Republicans make up about 40% of the electorate state-wide, and less than that in our cities. We must cultivate alliances with the Conservatives, Independence, and Libertarian Parties, and make inroad with Democrats too.

We need to run candidates. You all know that we are not contesting several dozen state offices, and hundreds of local offices even in those areas where the party has an enrollment advantage.

One of our goals, I believe, should be for us to contest every State Senate and Assembly race in 2010 to garner some attention from the media and are base, and begin to 'grow' local Republican organizations. This should be easy! It takes a maximum of 500 valid signatures to get an Assembly candidate on the ballot, and we can use piggyback petitions to get our Senate candidates on the ballot. I know that Robert is planning on running for City Council in 2009, and we should be able to recruit and get on the ballot a near full slate for these races if we begin now.


Raquel Okyay said...

"One of our goals, I believe, should be for us to contest every State Senate and Assembly race in 2010 to garner some attention from the media and are base, and begin to 'grow' local Republican organizations."

You're absolutely right that contesting races is incredibly important, Carl. But it will not be an easy task.

There are people willing to be candidates, but they don't always get support from the State or local Party.
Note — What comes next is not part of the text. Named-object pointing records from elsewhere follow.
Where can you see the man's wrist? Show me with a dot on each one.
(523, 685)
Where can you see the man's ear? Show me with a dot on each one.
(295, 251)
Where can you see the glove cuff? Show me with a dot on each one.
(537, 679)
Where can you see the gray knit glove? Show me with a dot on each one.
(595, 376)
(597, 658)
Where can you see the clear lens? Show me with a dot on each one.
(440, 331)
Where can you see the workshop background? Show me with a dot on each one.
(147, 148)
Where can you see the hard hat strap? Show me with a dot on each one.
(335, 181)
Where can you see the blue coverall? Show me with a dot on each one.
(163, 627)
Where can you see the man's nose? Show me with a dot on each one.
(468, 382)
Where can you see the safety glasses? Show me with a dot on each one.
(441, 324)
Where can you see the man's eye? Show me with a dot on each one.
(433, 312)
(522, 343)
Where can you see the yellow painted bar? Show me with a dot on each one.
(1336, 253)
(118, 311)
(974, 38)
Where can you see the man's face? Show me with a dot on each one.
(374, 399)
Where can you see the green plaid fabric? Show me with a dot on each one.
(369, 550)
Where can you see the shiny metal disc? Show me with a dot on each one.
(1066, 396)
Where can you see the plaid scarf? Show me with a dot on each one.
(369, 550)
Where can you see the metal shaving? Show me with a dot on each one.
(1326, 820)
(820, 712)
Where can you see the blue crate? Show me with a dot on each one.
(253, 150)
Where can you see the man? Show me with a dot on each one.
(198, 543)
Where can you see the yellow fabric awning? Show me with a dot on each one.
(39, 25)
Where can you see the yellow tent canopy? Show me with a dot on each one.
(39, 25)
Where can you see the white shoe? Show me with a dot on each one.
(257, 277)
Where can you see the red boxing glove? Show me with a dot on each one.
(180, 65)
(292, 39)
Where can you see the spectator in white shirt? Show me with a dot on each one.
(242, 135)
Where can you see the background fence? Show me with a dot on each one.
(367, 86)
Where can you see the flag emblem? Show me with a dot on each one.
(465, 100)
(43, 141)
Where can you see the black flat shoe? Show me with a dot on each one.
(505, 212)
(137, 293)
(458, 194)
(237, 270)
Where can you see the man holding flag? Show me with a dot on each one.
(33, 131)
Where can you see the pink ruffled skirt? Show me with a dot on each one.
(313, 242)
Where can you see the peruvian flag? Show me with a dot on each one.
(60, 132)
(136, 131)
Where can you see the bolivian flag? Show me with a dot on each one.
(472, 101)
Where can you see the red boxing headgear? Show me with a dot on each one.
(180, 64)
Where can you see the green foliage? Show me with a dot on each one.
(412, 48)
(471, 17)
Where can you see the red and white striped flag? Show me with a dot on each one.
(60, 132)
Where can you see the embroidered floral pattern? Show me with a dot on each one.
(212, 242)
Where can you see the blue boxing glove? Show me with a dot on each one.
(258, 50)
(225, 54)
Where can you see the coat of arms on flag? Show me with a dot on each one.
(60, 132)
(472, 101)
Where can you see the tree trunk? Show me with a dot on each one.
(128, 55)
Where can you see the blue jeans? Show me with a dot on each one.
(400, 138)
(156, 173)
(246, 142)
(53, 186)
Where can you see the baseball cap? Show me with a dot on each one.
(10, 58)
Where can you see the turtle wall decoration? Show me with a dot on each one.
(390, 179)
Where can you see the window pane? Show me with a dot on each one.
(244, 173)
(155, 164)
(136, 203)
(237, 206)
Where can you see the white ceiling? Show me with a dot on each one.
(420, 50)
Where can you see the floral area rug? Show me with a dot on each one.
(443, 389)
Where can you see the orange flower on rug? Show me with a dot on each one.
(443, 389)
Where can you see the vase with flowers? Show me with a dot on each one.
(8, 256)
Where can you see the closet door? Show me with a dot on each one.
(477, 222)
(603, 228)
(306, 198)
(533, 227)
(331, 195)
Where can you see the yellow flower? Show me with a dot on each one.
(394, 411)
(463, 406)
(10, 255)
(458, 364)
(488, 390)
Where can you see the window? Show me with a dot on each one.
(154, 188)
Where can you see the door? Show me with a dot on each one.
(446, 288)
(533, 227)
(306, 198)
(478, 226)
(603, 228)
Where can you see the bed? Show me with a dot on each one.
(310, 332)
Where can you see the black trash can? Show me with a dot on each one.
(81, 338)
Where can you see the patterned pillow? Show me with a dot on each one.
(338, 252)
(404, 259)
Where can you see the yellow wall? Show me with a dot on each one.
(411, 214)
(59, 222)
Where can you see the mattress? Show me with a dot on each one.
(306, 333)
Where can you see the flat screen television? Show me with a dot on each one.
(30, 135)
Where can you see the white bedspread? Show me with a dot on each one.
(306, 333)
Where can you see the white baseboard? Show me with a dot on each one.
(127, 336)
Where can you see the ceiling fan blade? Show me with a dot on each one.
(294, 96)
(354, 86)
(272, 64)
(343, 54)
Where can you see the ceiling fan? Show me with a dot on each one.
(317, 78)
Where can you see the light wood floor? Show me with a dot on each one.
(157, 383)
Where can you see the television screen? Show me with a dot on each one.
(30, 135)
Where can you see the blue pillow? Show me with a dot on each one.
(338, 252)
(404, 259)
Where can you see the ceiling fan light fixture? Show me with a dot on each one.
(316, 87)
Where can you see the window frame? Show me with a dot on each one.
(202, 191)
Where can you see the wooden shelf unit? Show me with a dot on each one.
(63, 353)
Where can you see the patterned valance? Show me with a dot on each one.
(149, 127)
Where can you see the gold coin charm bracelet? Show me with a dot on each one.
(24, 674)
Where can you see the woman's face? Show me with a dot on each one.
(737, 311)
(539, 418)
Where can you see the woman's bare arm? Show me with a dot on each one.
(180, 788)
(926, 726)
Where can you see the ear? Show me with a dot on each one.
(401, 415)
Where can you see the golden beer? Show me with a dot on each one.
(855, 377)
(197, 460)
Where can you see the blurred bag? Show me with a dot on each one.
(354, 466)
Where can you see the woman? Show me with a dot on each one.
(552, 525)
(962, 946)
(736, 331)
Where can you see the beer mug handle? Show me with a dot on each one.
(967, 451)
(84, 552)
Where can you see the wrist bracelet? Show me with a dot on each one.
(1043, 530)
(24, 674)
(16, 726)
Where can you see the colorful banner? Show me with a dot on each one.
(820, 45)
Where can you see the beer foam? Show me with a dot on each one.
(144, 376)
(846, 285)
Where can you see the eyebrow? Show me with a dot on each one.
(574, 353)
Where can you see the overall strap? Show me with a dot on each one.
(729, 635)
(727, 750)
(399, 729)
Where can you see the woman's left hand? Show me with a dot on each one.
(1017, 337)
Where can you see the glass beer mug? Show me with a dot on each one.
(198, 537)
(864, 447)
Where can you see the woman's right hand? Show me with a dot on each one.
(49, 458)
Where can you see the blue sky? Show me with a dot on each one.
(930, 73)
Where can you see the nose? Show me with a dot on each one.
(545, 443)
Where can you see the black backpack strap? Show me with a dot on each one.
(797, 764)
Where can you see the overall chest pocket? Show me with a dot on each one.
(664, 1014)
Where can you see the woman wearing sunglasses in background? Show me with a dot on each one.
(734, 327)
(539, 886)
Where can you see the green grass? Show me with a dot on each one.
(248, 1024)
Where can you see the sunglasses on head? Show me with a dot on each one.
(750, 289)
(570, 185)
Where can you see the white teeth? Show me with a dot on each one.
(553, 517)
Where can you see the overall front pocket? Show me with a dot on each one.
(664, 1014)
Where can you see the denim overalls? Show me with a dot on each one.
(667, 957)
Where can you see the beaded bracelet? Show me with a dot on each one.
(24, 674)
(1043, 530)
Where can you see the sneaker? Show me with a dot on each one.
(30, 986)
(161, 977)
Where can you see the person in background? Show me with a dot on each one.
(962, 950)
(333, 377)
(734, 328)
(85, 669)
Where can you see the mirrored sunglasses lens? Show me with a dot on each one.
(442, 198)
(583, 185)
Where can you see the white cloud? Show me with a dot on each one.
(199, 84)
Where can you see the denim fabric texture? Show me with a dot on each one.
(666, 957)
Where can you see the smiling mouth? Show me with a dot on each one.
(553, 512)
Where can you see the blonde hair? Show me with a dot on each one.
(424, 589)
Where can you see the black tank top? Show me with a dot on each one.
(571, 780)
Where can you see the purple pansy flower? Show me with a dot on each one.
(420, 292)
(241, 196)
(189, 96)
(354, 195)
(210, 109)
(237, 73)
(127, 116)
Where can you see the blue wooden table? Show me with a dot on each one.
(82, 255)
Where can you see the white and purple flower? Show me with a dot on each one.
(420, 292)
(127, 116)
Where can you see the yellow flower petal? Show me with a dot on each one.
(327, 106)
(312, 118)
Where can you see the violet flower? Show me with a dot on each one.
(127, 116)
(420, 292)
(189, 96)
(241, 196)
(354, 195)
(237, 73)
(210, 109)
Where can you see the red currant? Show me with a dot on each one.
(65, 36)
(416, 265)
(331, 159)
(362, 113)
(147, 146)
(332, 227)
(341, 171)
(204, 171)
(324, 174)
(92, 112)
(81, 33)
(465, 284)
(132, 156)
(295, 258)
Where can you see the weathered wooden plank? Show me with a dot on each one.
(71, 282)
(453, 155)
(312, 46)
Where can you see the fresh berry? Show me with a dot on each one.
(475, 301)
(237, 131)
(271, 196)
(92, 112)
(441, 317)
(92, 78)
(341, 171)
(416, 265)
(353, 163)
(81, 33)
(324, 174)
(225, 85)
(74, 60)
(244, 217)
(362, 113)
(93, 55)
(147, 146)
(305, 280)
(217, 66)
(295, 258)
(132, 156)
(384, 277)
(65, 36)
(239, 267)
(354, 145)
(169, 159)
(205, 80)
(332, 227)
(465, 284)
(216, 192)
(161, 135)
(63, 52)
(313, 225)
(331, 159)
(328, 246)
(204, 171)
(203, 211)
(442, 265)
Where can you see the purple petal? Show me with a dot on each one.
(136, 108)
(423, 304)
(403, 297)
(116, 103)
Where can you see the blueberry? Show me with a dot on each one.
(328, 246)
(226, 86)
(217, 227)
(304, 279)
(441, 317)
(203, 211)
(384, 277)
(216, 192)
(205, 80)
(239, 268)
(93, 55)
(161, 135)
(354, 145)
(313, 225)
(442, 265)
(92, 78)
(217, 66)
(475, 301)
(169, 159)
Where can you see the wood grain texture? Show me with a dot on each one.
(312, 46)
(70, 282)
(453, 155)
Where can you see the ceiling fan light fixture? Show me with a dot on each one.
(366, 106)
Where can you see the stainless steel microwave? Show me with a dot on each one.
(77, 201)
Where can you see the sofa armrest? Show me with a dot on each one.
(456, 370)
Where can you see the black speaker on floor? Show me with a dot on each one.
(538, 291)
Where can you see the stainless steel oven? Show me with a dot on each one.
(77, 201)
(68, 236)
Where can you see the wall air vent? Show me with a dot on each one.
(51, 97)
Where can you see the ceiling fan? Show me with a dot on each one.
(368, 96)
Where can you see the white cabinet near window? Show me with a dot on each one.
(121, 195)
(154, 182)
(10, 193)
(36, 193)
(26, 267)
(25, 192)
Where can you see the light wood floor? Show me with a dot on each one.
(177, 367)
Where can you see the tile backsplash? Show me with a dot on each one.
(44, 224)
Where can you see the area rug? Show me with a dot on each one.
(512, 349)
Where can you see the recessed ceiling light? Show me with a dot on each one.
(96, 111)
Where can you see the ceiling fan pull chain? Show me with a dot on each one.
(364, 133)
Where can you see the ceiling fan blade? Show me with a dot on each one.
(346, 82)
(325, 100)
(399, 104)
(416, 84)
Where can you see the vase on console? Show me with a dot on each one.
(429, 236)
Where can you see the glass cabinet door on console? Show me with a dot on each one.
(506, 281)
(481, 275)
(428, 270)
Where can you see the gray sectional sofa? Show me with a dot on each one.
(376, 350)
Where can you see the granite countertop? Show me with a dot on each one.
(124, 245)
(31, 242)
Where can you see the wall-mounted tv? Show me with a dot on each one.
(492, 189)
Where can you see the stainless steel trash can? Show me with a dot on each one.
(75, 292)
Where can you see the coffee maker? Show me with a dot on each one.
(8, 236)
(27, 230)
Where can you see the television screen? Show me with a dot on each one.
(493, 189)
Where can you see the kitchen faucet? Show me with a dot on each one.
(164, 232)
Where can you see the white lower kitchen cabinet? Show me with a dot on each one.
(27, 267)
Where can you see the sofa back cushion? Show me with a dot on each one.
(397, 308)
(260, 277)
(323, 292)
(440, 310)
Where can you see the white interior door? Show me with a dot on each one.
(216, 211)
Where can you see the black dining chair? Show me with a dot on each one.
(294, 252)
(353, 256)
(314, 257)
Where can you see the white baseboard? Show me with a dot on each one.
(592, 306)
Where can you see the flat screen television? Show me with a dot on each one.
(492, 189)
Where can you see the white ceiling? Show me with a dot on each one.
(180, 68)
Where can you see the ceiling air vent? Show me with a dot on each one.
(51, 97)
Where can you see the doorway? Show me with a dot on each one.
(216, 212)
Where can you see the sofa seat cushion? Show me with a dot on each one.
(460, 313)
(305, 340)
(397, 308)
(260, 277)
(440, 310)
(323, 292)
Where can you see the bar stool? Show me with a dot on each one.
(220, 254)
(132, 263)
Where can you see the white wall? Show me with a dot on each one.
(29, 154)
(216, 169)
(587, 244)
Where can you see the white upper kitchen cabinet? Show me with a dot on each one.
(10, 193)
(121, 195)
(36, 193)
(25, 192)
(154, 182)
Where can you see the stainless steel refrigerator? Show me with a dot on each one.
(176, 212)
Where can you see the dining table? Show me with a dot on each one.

Since it is nearly impossible to compete against a Democrat incumbent, local parties concentrate on their own incumbent officials and do not want to waste time and money on candidates with no chance of winning.

Plus these candidates do not always get unanimous support from the two parties, i.e. Ognibene (Conservative) Bloomberg ("Republican"), and their is no unification -- which as you mentioned, we need.

I say this from experience. I ran for New York City Council in 05 (against an incumbent Democrat) with the backing of the Conservative Party and line. The Republican party refused to put me on their line even though the line was open.

We need people/Parties to support candidates even though the candidate will lose.

In any event, Mitch, we have to support McCain/Palin -- because O. is much much worse.

Mitchell Langbert said...

OK, Raquel. When are you coming to the Emerson? I miss picking up your credit card!